W3C home > Mailing lists > Public > public-qt-comments@w3.org > September 2016

[Bug 29752] [XSLT30]two accumulator examples using count(tokenize(., '\s+')) respectively count(tokenize(., '\W+')) to count words give odd results

From: <bugzilla@jessica.w3.org>
Date: Fri, 30 Sep 2016 11:47:31 +0000
To: public-qt-comments@w3.org
Message-ID: <bug-29752-523-Ej9cIWuvqr@http.www.w3.org/Bugs/Public/>

--- Comment #2 from Martin Honnen <martin.honnen@gmx.de> ---
(In reply to Michael Kay from comment #1)

> I'm inclined though to use the new XPath 3.1 tokenize#1
> <xsl:accumulator-rule match="text()" 
>          select="$value + count(tokenize(.))"/>
> which gives the correct answer 14 (whether or not we strip whitespace text
> nodes) without making the example a lot more complicated.
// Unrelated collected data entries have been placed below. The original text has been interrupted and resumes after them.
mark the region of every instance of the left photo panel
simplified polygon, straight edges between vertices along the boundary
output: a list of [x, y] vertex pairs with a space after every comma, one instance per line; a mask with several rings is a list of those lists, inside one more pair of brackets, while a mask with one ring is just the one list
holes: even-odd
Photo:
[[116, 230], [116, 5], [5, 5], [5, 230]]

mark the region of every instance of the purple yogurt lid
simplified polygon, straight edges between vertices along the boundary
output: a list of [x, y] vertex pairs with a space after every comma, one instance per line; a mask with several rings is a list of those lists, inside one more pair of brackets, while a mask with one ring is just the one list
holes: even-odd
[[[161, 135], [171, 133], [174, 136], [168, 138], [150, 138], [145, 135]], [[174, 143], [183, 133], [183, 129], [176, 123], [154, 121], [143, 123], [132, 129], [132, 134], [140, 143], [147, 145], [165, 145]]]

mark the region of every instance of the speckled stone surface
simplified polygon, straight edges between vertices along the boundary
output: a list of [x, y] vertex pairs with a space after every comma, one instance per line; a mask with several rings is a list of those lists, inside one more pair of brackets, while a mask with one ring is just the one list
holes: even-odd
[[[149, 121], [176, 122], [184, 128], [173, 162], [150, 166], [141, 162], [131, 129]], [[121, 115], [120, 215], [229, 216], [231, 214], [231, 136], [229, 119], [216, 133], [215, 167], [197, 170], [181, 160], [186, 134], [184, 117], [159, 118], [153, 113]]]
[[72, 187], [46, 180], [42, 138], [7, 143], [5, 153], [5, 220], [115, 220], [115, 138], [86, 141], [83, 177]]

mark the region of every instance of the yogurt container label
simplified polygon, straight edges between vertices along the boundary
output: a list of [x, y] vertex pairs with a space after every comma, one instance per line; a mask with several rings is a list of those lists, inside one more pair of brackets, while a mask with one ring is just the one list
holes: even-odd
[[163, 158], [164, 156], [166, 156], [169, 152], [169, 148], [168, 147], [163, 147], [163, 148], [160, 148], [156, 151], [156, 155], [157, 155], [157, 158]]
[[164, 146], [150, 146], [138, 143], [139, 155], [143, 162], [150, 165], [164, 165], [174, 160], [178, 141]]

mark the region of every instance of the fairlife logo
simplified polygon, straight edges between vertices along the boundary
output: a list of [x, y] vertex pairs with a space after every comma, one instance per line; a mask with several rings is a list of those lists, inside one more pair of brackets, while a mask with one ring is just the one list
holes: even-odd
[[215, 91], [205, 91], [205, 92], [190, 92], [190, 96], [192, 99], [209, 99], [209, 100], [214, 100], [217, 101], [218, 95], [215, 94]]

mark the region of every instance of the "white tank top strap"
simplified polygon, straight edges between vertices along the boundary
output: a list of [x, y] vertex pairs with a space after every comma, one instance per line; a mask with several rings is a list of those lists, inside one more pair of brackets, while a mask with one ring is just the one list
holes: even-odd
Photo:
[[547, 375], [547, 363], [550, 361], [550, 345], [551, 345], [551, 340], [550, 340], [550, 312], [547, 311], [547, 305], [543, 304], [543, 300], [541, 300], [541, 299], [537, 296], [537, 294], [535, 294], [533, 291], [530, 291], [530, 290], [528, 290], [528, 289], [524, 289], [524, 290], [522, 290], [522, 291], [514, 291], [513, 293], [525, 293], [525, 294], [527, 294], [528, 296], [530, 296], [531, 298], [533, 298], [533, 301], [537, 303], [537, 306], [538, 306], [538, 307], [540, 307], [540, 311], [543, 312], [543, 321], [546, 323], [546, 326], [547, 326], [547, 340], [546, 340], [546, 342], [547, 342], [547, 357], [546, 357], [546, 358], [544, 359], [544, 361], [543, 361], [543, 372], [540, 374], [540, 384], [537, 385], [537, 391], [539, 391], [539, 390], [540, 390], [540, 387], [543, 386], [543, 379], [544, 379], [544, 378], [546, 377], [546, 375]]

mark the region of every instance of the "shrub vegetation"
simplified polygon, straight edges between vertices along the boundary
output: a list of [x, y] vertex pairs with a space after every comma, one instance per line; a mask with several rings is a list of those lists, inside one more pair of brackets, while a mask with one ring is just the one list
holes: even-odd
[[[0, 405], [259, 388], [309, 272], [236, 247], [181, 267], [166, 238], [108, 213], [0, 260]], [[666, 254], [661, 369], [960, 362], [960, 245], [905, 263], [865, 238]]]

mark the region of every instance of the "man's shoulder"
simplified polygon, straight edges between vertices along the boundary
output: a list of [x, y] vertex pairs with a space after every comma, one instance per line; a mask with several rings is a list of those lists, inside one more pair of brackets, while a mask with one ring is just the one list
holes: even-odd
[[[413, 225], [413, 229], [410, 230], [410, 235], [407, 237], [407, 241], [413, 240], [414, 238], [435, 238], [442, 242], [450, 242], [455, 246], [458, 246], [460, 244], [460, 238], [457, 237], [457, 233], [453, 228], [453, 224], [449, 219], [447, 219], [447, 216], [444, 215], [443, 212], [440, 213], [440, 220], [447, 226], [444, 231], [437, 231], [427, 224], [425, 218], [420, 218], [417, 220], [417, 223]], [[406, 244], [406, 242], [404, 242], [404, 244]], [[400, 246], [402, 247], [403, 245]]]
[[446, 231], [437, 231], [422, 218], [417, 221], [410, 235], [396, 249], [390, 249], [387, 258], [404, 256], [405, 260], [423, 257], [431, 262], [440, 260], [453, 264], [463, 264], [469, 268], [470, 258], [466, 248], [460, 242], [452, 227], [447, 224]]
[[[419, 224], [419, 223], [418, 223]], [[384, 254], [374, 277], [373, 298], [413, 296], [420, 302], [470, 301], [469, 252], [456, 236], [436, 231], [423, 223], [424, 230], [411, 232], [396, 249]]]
That looks much better than the previous approaches using tokenize(., '\W+'). 

It is still easily possible to construct input samples like

<p>He asked:"Does it work?"</p>

where the analyze-string count on \w+ sequences would work better but I agree
the examples on accumulators need to be short to demonstrate the use of
accumulators and not to present more complicated attempts on word counting.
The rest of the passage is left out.